FarField Scientific's novel Differential Interferometric Bio / Chemical Affinity Instrument
Farfield Scientific is a small innovative firm, that has taken what would be more commonly implemented in an exotic Mach Zehnder fiber coupled interferometer and changed this into Dual [slab waveguide] Path Interferometer, rendering the experimental sensing configuration easier to use, broadly adaptable and seemingly vastly more sensitive in practice.
Farfield Scientific is a spinoff of the University of Durham's Department of Physics of work orginally done by Prof. Graham Cross.
Farfield Scientific makes a surface sensitive instrument that is readily applied to otherwise difficult to quantify Chemical Affinity testing - configured with a convenient and sensitive optical path for quantifying surface reaction and chemical binding properties.

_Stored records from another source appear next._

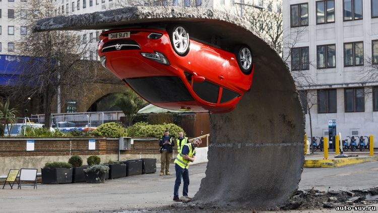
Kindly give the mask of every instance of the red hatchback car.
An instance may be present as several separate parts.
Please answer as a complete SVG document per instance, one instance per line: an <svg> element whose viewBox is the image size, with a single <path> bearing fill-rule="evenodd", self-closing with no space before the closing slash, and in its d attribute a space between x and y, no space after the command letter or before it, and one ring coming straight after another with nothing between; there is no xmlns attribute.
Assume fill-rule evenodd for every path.
<svg viewBox="0 0 378 213"><path fill-rule="evenodd" d="M250 48L230 52L189 37L181 25L166 30L117 29L100 35L105 68L148 102L171 110L222 113L235 108L252 83Z"/></svg>

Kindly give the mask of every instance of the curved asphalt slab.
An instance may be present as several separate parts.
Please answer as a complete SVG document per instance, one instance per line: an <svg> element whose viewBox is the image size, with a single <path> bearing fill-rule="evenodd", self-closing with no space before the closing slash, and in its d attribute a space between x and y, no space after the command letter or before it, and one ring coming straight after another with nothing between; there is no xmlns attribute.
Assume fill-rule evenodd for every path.
<svg viewBox="0 0 378 213"><path fill-rule="evenodd" d="M288 67L247 22L213 9L130 7L43 19L35 30L165 27L172 23L209 43L216 36L217 44L226 49L248 45L255 66L251 90L236 108L210 116L209 163L194 200L254 207L286 200L302 172L303 113Z"/></svg>

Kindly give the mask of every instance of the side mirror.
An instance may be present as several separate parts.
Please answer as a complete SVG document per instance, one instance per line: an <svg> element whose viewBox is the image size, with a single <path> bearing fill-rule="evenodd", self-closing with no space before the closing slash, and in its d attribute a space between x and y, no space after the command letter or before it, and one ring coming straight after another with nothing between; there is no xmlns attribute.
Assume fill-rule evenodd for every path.
<svg viewBox="0 0 378 213"><path fill-rule="evenodd" d="M205 81L205 77L199 75L194 75L193 80L198 83L202 82Z"/></svg>

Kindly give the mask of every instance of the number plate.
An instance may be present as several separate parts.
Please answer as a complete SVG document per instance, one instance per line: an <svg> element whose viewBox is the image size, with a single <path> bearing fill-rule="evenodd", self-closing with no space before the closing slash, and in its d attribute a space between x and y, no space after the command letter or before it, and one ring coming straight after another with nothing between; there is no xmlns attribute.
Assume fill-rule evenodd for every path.
<svg viewBox="0 0 378 213"><path fill-rule="evenodd" d="M108 36L108 39L109 39L109 40L130 37L130 32L116 32L114 33L109 33L109 35Z"/></svg>

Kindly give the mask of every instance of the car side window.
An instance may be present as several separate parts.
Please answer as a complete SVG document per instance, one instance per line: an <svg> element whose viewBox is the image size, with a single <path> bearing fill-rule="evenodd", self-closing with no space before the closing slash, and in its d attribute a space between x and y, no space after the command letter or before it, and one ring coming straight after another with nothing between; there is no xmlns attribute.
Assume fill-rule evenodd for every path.
<svg viewBox="0 0 378 213"><path fill-rule="evenodd" d="M222 97L221 98L220 103L228 102L240 95L240 94L231 91L229 89L226 89L225 88L223 88L223 91L222 92Z"/></svg>
<svg viewBox="0 0 378 213"><path fill-rule="evenodd" d="M207 81L193 82L193 91L205 101L216 103L219 93L219 86Z"/></svg>

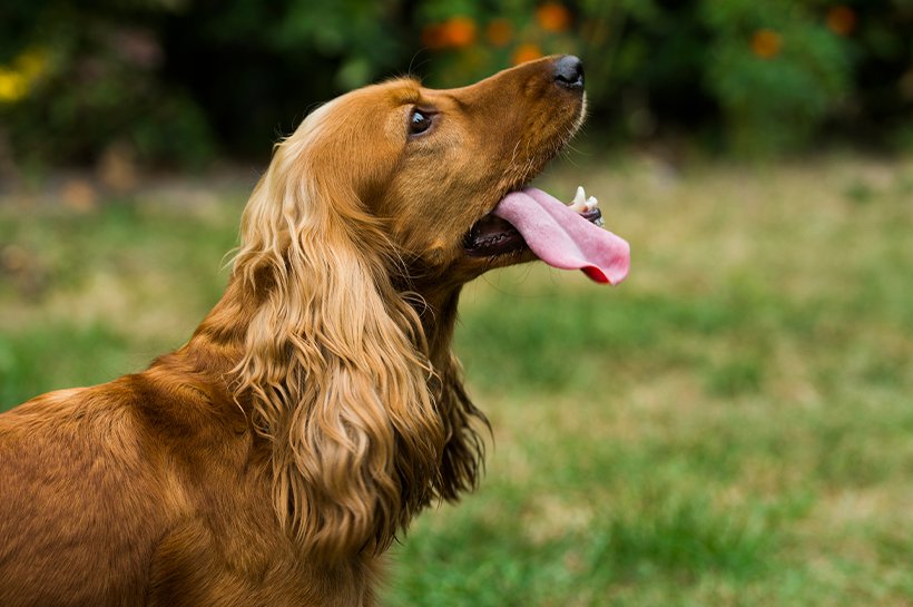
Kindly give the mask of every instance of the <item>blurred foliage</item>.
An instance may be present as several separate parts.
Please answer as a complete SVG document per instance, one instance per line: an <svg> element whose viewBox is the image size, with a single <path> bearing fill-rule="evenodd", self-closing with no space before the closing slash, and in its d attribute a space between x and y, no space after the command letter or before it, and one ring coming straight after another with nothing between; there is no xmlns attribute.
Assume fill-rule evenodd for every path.
<svg viewBox="0 0 913 607"><path fill-rule="evenodd" d="M6 0L0 148L19 163L262 156L308 108L413 72L461 86L573 52L612 140L742 155L910 146L913 0ZM0 149L0 157L3 156Z"/></svg>

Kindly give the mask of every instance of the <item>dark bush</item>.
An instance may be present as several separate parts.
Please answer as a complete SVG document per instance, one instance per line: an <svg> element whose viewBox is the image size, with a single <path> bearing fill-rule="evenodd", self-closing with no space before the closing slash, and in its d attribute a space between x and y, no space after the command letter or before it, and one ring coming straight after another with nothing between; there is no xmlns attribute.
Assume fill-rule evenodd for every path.
<svg viewBox="0 0 913 607"><path fill-rule="evenodd" d="M541 55L587 66L591 125L776 154L913 141L909 0L7 0L0 145L91 163L265 157L315 104L408 71L459 86Z"/></svg>

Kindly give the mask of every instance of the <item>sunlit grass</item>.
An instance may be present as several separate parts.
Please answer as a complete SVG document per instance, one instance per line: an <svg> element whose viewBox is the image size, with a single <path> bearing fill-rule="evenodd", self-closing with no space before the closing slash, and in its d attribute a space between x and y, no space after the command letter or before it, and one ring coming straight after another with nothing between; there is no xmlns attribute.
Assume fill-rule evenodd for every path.
<svg viewBox="0 0 913 607"><path fill-rule="evenodd" d="M913 163L542 179L578 183L631 242L630 277L537 265L467 287L488 473L394 549L386 604L913 605ZM41 283L0 275L0 408L179 345L242 198L0 208Z"/></svg>

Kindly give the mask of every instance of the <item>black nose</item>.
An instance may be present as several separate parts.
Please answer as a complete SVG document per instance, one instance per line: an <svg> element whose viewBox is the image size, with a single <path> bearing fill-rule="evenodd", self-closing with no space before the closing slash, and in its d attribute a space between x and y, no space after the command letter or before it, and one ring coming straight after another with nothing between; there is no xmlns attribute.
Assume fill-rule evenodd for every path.
<svg viewBox="0 0 913 607"><path fill-rule="evenodd" d="M583 88L583 61L566 55L554 61L554 84L570 90Z"/></svg>

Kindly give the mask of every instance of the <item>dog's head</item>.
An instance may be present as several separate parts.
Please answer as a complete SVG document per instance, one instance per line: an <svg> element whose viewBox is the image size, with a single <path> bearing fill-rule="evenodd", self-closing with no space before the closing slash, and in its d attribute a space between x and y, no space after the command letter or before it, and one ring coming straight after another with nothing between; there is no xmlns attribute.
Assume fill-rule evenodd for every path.
<svg viewBox="0 0 913 607"><path fill-rule="evenodd" d="M551 57L460 89L366 87L277 145L235 261L256 302L237 394L308 550L383 549L430 500L474 484L481 415L449 352L455 294L536 256L587 270L603 232L524 189L583 112L580 60Z"/></svg>
<svg viewBox="0 0 913 607"><path fill-rule="evenodd" d="M536 258L490 214L561 150L585 108L582 63L570 56L459 89L396 79L312 112L277 146L273 168L324 190L308 198L377 225L411 278L461 284Z"/></svg>

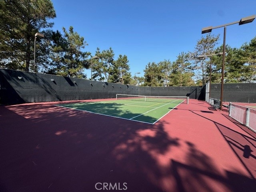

Where typically it is almost conventional to use a single mode optical fiber coupled Mach Zehnder interferometer for this kind of affinity / binding measurments (or AFM force curves, or exotic surface force apparatus), the logistics of conventional MZ sensing are needlessly bothersome and the information from MZ sensing actually limited in dynamic range and data interpretation due to a single intensity output for the optical path interference sensor. MZ single mode waveguides suffer from limited sample size, and more tedious sample preparation, as is the case of data taking with the AFM and surface force apparatus. This among several limits to other chemical affinity measurement methods.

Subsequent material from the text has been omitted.